Two ABKCO titles, the soundtracks to The World’s End and Frances Ha made The Playlist’s list of “Best Soundtrack of 2013!” Here’s what they had to say about the two amazing collections:
11. “The World’s End”
A large part of what “The World’s End” is about the idea of trying to recapture your youth (along with alcoholism and murderous robots from another galaxy), even if it almost kills you. This is perfectly captured in the film’s soundtrack, comprised largely of incredibly specific, incredibly Britpop song from the ’80s and early ’90s (Pulp, Blur, Suede, Teenage Fanclub, The Stone Roses, et al.). Director Edgar Wright has always been pretty on point about the songs that he chooses for his films, but here he tackled the task with a tremendous sense of focus and intelligence. Sometimes the songs are thematically primed, like Primal Scream’s “Loaded,” which opens the movie in rousing fashion, and other times they work more as a gag than anything else (like Kylie Minogue’s “Step Back In Time,” a song we had kind of forgotten was so catchy-good).
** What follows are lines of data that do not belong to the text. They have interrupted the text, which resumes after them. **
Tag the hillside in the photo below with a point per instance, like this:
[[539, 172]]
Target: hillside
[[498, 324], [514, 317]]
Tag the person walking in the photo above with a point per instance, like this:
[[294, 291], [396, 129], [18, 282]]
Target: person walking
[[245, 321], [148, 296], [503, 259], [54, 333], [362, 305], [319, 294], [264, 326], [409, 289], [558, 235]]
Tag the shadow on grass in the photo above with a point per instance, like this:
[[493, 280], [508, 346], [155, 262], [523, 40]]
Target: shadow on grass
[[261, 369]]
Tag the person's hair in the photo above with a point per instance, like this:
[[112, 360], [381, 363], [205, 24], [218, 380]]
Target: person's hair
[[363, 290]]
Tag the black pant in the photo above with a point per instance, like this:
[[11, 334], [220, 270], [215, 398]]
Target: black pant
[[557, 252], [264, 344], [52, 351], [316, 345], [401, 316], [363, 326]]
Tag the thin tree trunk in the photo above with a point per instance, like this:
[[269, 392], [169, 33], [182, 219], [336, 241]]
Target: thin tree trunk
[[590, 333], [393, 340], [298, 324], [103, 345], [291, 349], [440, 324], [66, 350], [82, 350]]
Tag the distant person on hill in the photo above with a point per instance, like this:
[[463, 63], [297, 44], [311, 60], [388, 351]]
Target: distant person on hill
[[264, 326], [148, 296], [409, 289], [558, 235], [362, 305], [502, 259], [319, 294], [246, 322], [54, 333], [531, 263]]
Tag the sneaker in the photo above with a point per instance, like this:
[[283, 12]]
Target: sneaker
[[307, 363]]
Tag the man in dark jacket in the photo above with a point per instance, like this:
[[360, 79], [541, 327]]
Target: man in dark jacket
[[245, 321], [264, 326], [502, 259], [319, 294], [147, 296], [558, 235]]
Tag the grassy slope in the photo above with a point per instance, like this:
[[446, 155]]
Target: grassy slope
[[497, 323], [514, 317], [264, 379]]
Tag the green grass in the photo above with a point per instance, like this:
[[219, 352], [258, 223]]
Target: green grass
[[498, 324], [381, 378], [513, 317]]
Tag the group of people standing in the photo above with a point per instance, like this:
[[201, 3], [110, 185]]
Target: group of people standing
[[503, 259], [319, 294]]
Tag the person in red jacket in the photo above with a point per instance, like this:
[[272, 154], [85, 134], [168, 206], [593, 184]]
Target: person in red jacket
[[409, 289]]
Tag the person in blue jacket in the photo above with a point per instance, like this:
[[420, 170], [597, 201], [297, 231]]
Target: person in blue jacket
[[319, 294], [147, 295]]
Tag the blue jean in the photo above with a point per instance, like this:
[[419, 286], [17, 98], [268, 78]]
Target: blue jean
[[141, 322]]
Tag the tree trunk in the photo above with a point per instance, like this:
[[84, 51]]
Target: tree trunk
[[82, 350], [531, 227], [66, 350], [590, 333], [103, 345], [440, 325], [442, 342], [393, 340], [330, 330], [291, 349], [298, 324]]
But no matter how Wright is utilizing the tracks, either to convey a story point or underline the movie’s knottier existential concerns, they’re all connected to such a concrete period of time that you can’t help but think about where the characters came from and how their formative years have influenced who they are today. In “The World’s End,” nostalgia gets turned into a puddle of inky blue goo and as far as mix tapes for the apocalypse go, you could do a lot worse than this soundtrack.
2. “Frances Ha“
Let’s be honest, if “Frances Ha” was made by some twentysomething filmschool hotshot, it’d likely be soundtracked by a host of Pitchfork favorites—it’s not all that difficult to imagine the same story set to Vampire Weekend and Grizzly Bear. But while co-writer/star Greta Gerwig might be only just into her 30s, Noah Baumbach has a little more distance, and the film ends up with some rather more unexpected musical choices. The film features classic cuts from legends like Paul McCartney (“Blue Sway,” a track we’d forgotten how much we liked until it popped up here), Harry Nilsson (“Mrs Butter’s Lament”) and T.Rex (“Chrome Sitar”), not to mention the exhilarating, Leos Carax-nodding use of David Bowie’s “Modern Love.” But then there’s the unexpected, and hugely effective disco-soul of Hot Chocolate’s “Everyone’s A Winner,” a brace of classical pieces from Mozart, Bach and Jaubert, and a number of lifts from the scores of Truffaut favorite Georges Delerue (nodding to one of the film’s major influences). The closest thing to a contemporary cut is a late number by South African electronica artist Felix Laband, but even that feels like it could have come from any point in the last fifty years. As a result, Baumbach makes a film that could have dated instantly, into something that 27-year-olds will be identifying with a century from now.